Гордый профессор Хишин, ожидавший свершения чуда и покровительственно поглядывавший на все и на всех, был не только доволен, но, можно сказать, счастлив действовать, пусть даже в качестве младшего хирурга, при своем иерусалимском друге, к которому и он, и профессор Левин обращались, как в студенческие годы, по кличке. «Бума», — говорили они. Бума. Но сам Бума почему-то не выглядел особо счастливым оттого, что два профессора ждали и жаждали исполнить любой его приказ. Выглядел, во всяком случае, несколько озадаченным той горою проблем, что небжиданно возникли перед ним. В своей иерусалимской вотчине хирург такого, как он, класса, обычно появлялся в операционной через два, а то и три часа после начала операции, после того, как вся предварительная работа была уже выполнена ассистентами и помощниками, за работой которых он мог наблюдать по телевизору не покидая своей комнаты. Когда же он в конце концов спускался в операционную, он видел, что грудь пациента уже обнажена, внутренние грудные артерии отделены и зажаты в нижнем конце, а вены, которым предстояло превратиться в артерии, погружены в размягчающий раствор и готовы к употреблению. И такому хирургу, как он, не оставалось ничего, как только с блеском провести заключительную стадию. Что он обычно и делал.
Но здесь… здесь он вынужден был начать с элементарных, долгих и скучных приготовлений, которые он, разумеется сделал бы с не меньшим блеском… но он ведь в течение бог весть какого времени не занимался этим. Хишин, который лучше всех остальных понимал, в какой ловушке оказался великий иерусалимский чудодей, постоянными шутками пытался разрядить атмосферу — настолько хотя бы, чтобы время проходило быстрее и приятнее, а сам друг не ощущал бы себя объектом эксплуатации. Рассчитывал ли он на дополнительное вознаграждение от семьи Лазаров? Это было сомнительно. Или и он, подобно мне, мог рассчитывать на оплату не в деньгах, а в виде каких-то благ? На этот вопрос ответа у меня не было. Ни в отношении Хишина, ни в отношении Левина, который будучи, по преимуществу, терапевтом, занял свою позицию поближе к анестезиологам, имевшим отношение к вопросам, связанным с душой. Они повесили простыню между грудью Лазара и его лицом, прикрыли ему глаза и зафиксировали шею, постепенно уменьшив давление крови и погружая во все более глубокий сон в ожидании того, наиболее болезненного момента; момента, когда грудь будет вскрыта электропилой — операции, которую колдун из Иерусалима проделал с такой ошеломляющей быстротой и апломбом, что Хишин не мог удержаться от крика «браво», на что его старый друг ответил слабой улыбкой, перегнувшись, чтобы украдкой взглянуть на застывшее лицо пациента, чей глубокий сон, подтверждался показаниями приборов и параметрами характеристик, которые высверкивали искрами на инструментах вокруг нас, свидетельствуя, что сам Лазар не был потревожен этим ужасным распилом.

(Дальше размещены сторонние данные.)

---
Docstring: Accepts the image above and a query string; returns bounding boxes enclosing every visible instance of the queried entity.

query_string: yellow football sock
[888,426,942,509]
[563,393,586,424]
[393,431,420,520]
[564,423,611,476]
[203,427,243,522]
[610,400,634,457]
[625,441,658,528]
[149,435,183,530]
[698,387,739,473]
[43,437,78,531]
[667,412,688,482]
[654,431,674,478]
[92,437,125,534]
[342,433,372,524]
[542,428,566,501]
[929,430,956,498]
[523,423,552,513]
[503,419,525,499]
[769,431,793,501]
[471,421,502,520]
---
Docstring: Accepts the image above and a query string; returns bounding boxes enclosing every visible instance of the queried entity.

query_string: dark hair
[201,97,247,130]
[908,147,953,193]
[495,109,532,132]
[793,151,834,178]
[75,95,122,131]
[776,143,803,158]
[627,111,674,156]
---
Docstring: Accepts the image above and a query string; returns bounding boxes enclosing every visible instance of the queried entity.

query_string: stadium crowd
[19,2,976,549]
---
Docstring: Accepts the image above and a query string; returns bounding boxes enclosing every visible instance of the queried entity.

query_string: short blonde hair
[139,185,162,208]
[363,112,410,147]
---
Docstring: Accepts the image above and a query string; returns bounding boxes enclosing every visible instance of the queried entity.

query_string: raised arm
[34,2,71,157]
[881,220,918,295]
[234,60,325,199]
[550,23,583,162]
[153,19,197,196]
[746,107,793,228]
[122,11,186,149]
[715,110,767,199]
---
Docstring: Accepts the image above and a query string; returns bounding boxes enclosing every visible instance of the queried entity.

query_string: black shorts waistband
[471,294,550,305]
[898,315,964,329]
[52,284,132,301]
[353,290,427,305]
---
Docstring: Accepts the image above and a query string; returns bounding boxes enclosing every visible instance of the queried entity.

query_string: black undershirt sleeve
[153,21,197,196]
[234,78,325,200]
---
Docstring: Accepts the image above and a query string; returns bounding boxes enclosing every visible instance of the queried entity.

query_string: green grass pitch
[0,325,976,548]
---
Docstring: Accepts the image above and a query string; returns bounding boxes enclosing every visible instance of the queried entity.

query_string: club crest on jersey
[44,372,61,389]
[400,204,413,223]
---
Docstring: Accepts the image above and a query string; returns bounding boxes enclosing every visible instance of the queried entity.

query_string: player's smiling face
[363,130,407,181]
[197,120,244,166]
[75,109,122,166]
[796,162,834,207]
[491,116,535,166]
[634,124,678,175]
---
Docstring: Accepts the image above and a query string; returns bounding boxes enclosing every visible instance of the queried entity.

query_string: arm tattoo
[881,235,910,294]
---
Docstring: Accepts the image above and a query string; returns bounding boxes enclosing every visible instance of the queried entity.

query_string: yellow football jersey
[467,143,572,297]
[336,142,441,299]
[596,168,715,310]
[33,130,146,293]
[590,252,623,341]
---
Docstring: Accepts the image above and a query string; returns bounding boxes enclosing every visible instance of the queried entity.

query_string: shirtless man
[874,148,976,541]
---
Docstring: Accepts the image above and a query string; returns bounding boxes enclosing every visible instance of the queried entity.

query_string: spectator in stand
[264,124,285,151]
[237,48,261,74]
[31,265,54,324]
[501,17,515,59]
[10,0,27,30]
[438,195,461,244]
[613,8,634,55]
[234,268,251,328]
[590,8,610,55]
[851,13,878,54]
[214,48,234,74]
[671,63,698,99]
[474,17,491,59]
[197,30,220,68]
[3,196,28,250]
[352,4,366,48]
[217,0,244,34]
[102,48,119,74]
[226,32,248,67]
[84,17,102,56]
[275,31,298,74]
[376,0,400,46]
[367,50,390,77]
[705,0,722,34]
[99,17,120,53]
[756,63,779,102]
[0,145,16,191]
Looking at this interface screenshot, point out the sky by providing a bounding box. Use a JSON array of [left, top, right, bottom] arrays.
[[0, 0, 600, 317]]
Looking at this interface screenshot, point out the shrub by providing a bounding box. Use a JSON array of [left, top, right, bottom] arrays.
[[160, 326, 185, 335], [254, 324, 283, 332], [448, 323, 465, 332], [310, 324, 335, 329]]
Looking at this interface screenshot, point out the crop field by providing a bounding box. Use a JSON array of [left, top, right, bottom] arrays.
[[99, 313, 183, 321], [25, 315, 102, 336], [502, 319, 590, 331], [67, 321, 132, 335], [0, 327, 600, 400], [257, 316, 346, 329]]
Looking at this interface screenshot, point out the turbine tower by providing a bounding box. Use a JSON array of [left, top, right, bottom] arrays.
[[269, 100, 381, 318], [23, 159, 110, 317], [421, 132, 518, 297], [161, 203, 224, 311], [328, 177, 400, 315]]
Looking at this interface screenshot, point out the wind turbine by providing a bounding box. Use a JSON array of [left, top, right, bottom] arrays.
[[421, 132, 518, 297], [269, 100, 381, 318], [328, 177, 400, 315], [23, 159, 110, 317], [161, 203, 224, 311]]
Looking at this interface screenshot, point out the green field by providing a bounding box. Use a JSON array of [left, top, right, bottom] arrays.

Хотя я стоял только что не вплотную к профессору Левину, он упрямо игнорировал меня, как если бы с того момента, когда решил не возвращаться, чтобы подвергнуться его переэкзаменовке и расспросам о том, что произошло в Индии, он исключил меня из сообщества достойных людей и перевел в категорию моральных уродов. Но зная — как знал я, что, несмотря на все его внутренние проблемы, он был и оставался одним из самых мыслящих и интеллигентных врачей в больнице, я предпочел наблюдать за выражением его лица, которое оставалось серьезным и строгим, как если бы то, что происходило здесь, вызывало у него чувство глубокой тревоги. Была ли вызвана эта тревога, эта озабоченность тем фактом, что он был терапевтом, спрашивал я себя, а потому в течение долгого времени ему не приходилось бывать в операционной? А может быть, его беспокоила мысль об очередном приступе безумия, который ему предстояло перенести, и который его друг Лазар должен будет допустить после своего пробуждения — пусть даже много недель спустя?
А пока что два анестезиолога, доктор Накаш и доктор Ярден, начали готовиться ко второму «улету» — на этот раз в космическое пространство. Все три ассистента, которые на этот раз заправили все трубки туда, куда надо, и в ожидании дальнейших распоряжений занимались приготовлением солевого раствора и замерли, готовые в любую секунду к тому, что ведущий хирург передаст им кровь Лазара. И вот этот ведущий хирург приступил к делу — отдавая приказы и распоряжения, которые невнятно доносились из-под маски и которые ассистенты громко повторяли вслух, приступая к выполнению функций, которыми в живом теле занимаются сердце и легкие: накачивают, очищают, насыщают кислородом и возвращают в тело кровь в нужных количествах, потребных работающему сердцу. В этот момент я увидел, как Левин поднял глаза и посмотрел на экран, установленный в углу на уровне потолка, где он мог разглядеть на мониторе, отражавшую работу сердца у Лазара гладкую, горизонтальную, без флуктуаций линию. И тогда я почувствовал, что не в силах больше держать под контролем себя и свое возбуждение, — не как врач с каким-никаким опытом и стажем, а как снедаемый назойливым любопытством новичок, а почувствовав, на цыпочках подкрался к Хишину — он как раз заканчивал накладывать шов Лазару на ногу и стоял на небольшом возвышении, позволявшем ему видеть, как ведущий хирург стремительно имплантирует шунты, казавшись при этом чрезвычайно удовлетворенным тем, как идут дела, — и попросил его разрешения присоединиться к нему и посмотреть на мастерскую работу доктора Адлера в надежде научиться у него тому, что еще не умел. Потому что никто лучше Хишина не знал, что, несмотря на то, что меня вышвырнули из хирургии, отправив в ссылку к анестезиологам, мое истинное, настоящее и вечное желание, которое не проходило и не пройдет, было ощутить мои руки внутри человеческого тела. «Конечно», — без раздумья ответил он и подвинулся, освобождая мне место, удобное для обзора. И тогда, в середине стальной рамы, державшей вскрытую грудь, словно открытую книгу, я внезапно увидел во всем его величии остановившееся сердце Лазара, и в то же мгновение боль от моей невероятной любви, противостоявшая застывшей любви этого сильного человека, пронзила мое собственное сердце.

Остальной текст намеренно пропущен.